Até hoje li apenas três livros de Saramago, ou melhor, apenas dois, Todos Os Nomes, de que gostei moderadamente, e Ensaio Sobre a Cegueira, que amei compulsivamente, do Memorial do Convento, apesar de várias insistências, nunca consegui passar das primeiras páginas.

Sempre tive uma relação algo ambígua com José Saramago, reconhecendo-lhe o génio, e até me deixando contagiar por ele, sempre nutri alguma embirração pela persona, o preconceito do artista comunista que apregoa uma coisa mas que procura para si os luxos paradisíacos numa ilha estrangeira, alguém quase ingrata que deixara para trás o seu país.

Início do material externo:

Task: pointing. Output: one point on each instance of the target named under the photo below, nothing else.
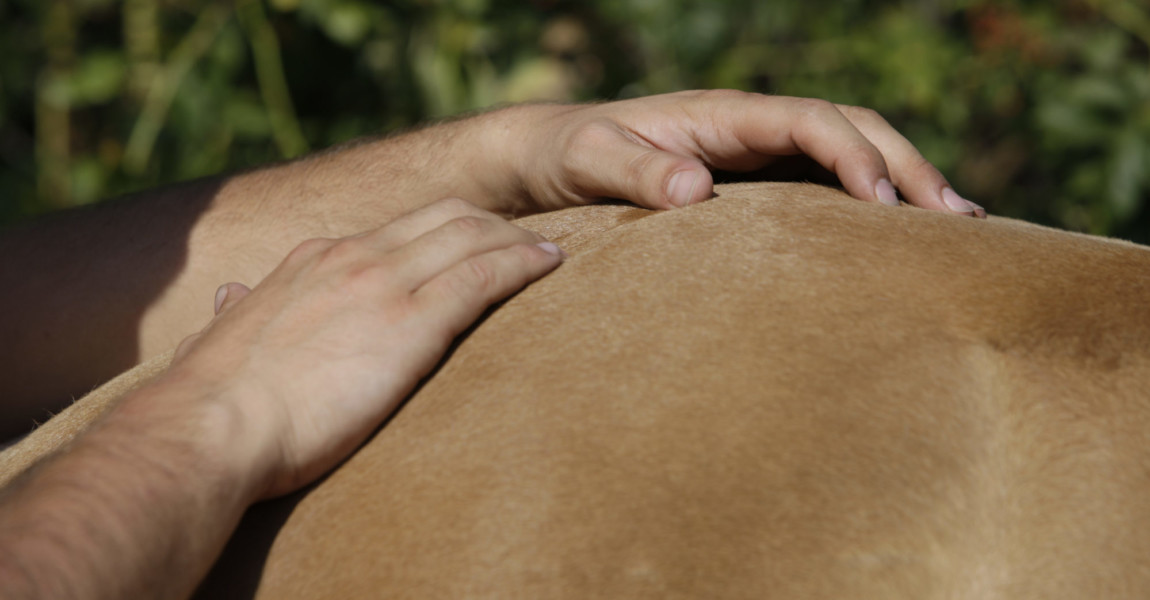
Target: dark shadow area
(75, 287)
(237, 571)
(798, 168)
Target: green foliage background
(1034, 108)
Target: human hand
(657, 151)
(313, 359)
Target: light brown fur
(779, 393)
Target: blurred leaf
(1127, 176)
(98, 78)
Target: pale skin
(388, 276)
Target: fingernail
(551, 248)
(681, 187)
(221, 295)
(956, 202)
(886, 192)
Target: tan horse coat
(779, 393)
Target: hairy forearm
(138, 507)
(91, 293)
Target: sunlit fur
(777, 393)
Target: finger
(186, 345)
(777, 125)
(228, 294)
(452, 243)
(920, 182)
(607, 162)
(460, 294)
(421, 221)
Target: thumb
(228, 294)
(614, 166)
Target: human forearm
(92, 293)
(137, 508)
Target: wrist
(199, 435)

Perante artistas estrangeiros é-me mais fácil distanciar a obra da pessoa, por mais polémicos que possam ser ou ter sido, continuarei sempre a ser fã de Woody Allen, Kevin Spacey ou Vargas Llosa, por exemplo, mas, não entendo bem porquê, tal já não me acontece com artistas portugueses, é impensável para mim ler qualquer livro de José Rodrigues dos Santos.

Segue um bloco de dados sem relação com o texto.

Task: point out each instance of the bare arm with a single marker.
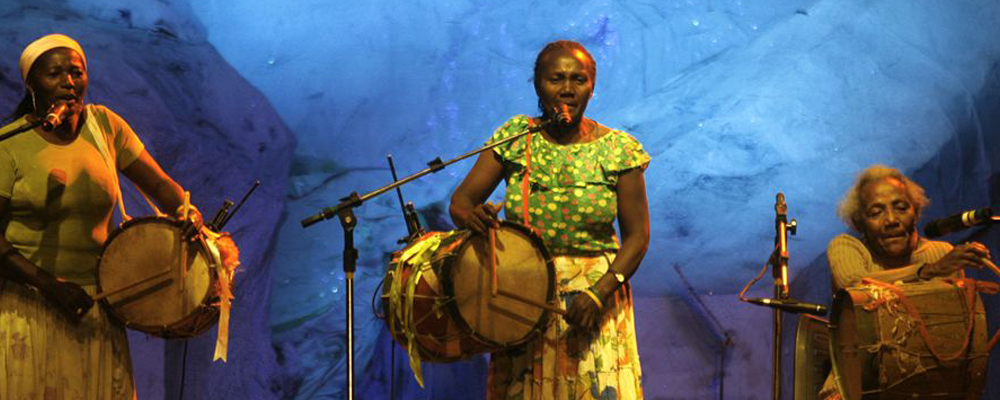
(69, 297)
(633, 222)
(150, 178)
(850, 261)
(467, 209)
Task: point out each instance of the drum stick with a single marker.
(185, 209)
(494, 285)
(107, 293)
(530, 302)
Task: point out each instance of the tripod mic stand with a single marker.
(344, 211)
(781, 301)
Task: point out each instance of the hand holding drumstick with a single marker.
(965, 255)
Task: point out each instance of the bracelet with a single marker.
(7, 253)
(191, 208)
(595, 297)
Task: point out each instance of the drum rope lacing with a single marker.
(971, 287)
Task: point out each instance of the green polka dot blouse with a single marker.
(572, 200)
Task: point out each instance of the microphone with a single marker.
(562, 115)
(957, 222)
(792, 306)
(57, 113)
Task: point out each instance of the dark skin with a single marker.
(60, 75)
(888, 225)
(564, 79)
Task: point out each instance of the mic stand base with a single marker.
(348, 221)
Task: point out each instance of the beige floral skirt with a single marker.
(46, 356)
(564, 363)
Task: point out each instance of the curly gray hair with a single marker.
(849, 209)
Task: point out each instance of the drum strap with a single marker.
(526, 182)
(970, 297)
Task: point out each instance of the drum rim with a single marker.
(159, 330)
(448, 287)
(843, 300)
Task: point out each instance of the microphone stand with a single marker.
(779, 270)
(345, 212)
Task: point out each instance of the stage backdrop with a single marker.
(735, 100)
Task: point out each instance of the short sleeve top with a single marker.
(572, 200)
(62, 195)
(850, 260)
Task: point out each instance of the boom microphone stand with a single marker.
(779, 269)
(345, 212)
(781, 301)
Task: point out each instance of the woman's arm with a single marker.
(633, 222)
(467, 209)
(150, 178)
(69, 297)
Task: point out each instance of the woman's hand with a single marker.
(584, 313)
(481, 218)
(964, 255)
(469, 208)
(192, 220)
(69, 298)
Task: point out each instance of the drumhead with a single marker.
(877, 350)
(145, 247)
(523, 267)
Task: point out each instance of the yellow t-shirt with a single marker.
(62, 196)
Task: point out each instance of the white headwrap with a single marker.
(43, 44)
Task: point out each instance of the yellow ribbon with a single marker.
(225, 267)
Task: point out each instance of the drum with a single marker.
(439, 298)
(157, 283)
(812, 356)
(879, 352)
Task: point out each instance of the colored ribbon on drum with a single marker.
(419, 255)
(970, 287)
(225, 258)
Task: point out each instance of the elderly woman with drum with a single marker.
(568, 182)
(58, 187)
(883, 207)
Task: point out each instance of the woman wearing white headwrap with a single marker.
(57, 192)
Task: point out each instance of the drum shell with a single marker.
(136, 250)
(865, 370)
(441, 332)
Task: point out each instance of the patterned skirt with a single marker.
(564, 363)
(48, 357)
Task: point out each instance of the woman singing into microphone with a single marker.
(57, 192)
(569, 182)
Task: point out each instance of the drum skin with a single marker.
(878, 353)
(178, 305)
(453, 314)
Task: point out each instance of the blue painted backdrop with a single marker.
(736, 100)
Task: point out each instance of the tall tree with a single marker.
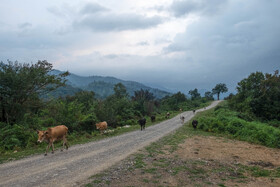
(219, 88)
(194, 94)
(209, 95)
(120, 90)
(22, 84)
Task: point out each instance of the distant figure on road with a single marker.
(153, 118)
(167, 115)
(142, 123)
(182, 119)
(194, 123)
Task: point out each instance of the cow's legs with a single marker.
(52, 148)
(48, 147)
(65, 143)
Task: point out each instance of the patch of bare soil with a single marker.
(199, 161)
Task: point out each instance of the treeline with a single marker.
(24, 107)
(252, 114)
(258, 96)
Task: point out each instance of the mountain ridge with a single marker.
(103, 86)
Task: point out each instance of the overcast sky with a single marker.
(175, 44)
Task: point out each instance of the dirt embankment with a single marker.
(199, 161)
(70, 168)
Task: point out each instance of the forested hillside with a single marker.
(101, 86)
(24, 107)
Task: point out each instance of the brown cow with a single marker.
(102, 126)
(167, 115)
(53, 134)
(182, 119)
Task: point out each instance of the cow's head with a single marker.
(98, 125)
(42, 135)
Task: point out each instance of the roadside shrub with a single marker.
(13, 136)
(224, 121)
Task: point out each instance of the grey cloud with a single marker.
(185, 7)
(92, 8)
(25, 25)
(230, 46)
(117, 22)
(144, 43)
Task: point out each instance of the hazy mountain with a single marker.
(103, 86)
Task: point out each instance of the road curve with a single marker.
(70, 168)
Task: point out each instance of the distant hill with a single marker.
(102, 86)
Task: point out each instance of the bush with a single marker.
(13, 136)
(224, 121)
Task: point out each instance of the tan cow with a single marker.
(53, 134)
(101, 126)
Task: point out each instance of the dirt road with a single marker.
(71, 167)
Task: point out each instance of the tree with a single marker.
(208, 95)
(21, 86)
(120, 90)
(259, 95)
(194, 94)
(219, 88)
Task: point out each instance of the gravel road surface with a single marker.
(79, 162)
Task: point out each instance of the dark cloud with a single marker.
(117, 22)
(92, 8)
(228, 47)
(185, 7)
(25, 25)
(144, 43)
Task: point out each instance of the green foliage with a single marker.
(225, 121)
(14, 136)
(24, 107)
(21, 85)
(258, 95)
(219, 88)
(194, 94)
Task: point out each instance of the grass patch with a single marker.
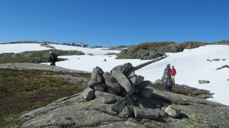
(24, 90)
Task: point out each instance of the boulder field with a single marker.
(120, 98)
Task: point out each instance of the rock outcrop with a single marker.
(135, 105)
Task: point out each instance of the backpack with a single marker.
(170, 83)
(55, 57)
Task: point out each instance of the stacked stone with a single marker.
(166, 74)
(121, 81)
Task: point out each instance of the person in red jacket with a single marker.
(173, 73)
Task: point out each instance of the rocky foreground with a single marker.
(131, 108)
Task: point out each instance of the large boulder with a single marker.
(107, 98)
(146, 93)
(143, 84)
(99, 87)
(111, 82)
(123, 81)
(128, 111)
(174, 48)
(137, 79)
(95, 78)
(88, 94)
(153, 55)
(121, 104)
(145, 113)
(124, 68)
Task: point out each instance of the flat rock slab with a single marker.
(145, 113)
(107, 98)
(111, 82)
(126, 124)
(69, 115)
(123, 81)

E foi assim que nunca mais voltei a Saramago, até fui comprando alguns dos seus livros, mas nunca mais tive vontade de o ler, a embirração gratuita a sobrepor-se à literatura, é o que é, ou foi o que foi.

Há alguns anos, o belíssimo documentário José e Pilar, de Miguel Gonçalves Mendes, com a inesquecível banda sonora de Noiserv, quase que me conseguiu reconciliar com Saramago, mas se resolveu a minha embirração, na verdade voltei a esquecê-lo.

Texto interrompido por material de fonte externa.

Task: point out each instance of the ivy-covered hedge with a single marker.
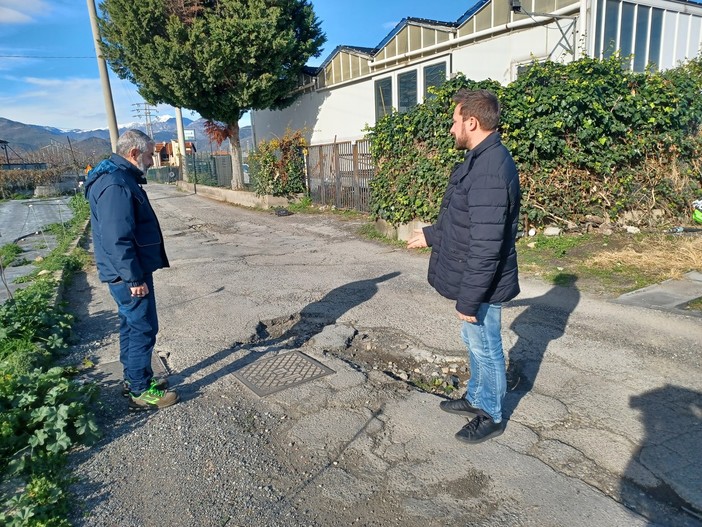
(278, 166)
(589, 138)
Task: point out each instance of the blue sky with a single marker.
(49, 75)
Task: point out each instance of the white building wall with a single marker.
(339, 113)
(498, 58)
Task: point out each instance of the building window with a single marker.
(383, 98)
(641, 44)
(434, 75)
(626, 30)
(654, 45)
(407, 90)
(609, 46)
(637, 29)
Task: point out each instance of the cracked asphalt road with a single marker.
(603, 429)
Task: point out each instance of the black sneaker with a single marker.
(460, 407)
(158, 383)
(479, 429)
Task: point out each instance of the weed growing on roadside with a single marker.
(43, 412)
(9, 253)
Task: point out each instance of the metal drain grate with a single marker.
(266, 376)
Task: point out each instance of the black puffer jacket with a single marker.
(473, 257)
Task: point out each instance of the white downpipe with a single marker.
(485, 32)
(582, 29)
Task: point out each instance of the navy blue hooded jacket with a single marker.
(473, 258)
(127, 238)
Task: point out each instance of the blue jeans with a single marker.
(138, 326)
(488, 378)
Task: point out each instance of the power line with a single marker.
(145, 110)
(40, 57)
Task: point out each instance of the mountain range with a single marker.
(24, 138)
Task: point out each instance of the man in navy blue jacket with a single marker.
(128, 248)
(473, 258)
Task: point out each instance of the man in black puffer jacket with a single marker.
(128, 248)
(473, 259)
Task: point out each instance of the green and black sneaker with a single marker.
(152, 399)
(159, 384)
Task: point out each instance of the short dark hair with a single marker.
(481, 104)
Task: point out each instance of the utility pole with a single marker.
(181, 143)
(104, 77)
(145, 110)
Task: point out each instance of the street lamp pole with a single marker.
(104, 77)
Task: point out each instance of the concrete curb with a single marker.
(237, 197)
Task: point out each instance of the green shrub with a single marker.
(588, 138)
(278, 166)
(9, 253)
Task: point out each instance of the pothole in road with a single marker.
(384, 349)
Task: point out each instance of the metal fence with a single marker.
(211, 170)
(164, 174)
(339, 173)
(203, 169)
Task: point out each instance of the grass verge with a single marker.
(44, 413)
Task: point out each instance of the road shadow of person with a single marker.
(544, 320)
(285, 333)
(664, 476)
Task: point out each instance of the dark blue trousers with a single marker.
(138, 326)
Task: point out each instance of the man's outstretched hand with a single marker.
(417, 240)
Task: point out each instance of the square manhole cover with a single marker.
(266, 376)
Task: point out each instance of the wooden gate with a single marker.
(338, 174)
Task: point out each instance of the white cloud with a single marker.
(21, 11)
(65, 103)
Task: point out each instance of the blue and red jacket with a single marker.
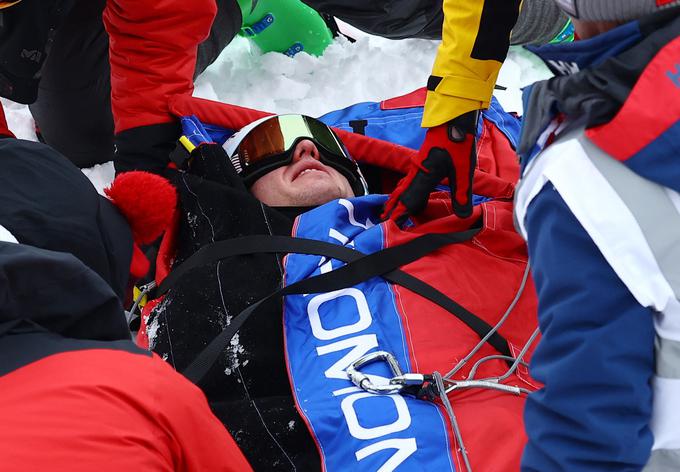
(599, 205)
(300, 410)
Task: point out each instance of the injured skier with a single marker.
(454, 296)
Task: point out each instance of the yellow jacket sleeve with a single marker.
(475, 41)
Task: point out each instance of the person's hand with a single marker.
(447, 152)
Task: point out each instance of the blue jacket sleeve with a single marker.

Recentemente tive o privilégio de visitar a casa onde residiu nos últimos anos da sua vida, em Tías, na ilha Canária de Lanzarote, e deixem-me partilhar convosco, que emoção que foi.

Estar no meio dos seus objetos, das suas memórias, ver o mesmo horizonte que ele via, conhecer as suas rotinas, ouvir as suas palavras, compreender a sua história, imaginar tantas personalidades fascinantes sentadas na mesa daquela cozinha, desde Soares, a Almodôvar ou o já aqui falado Vargas Llosa, ver a oliveira que levou da sua terra, ver uma foto da nora do rio da cidade onde eu nasci na capa de um dos livros da sua biblioteca, ver os gatos dos cunhados a dormirem sossegados, provavelmente já ali dormiriam quando Saramago ali se sentava, ver o despojamento como vivia, pressentir a paz e o amor com que se rodeava, testemunhar o seu amor pelos livros, por Pilar, por Portugal, foi mesmo muito emotivo.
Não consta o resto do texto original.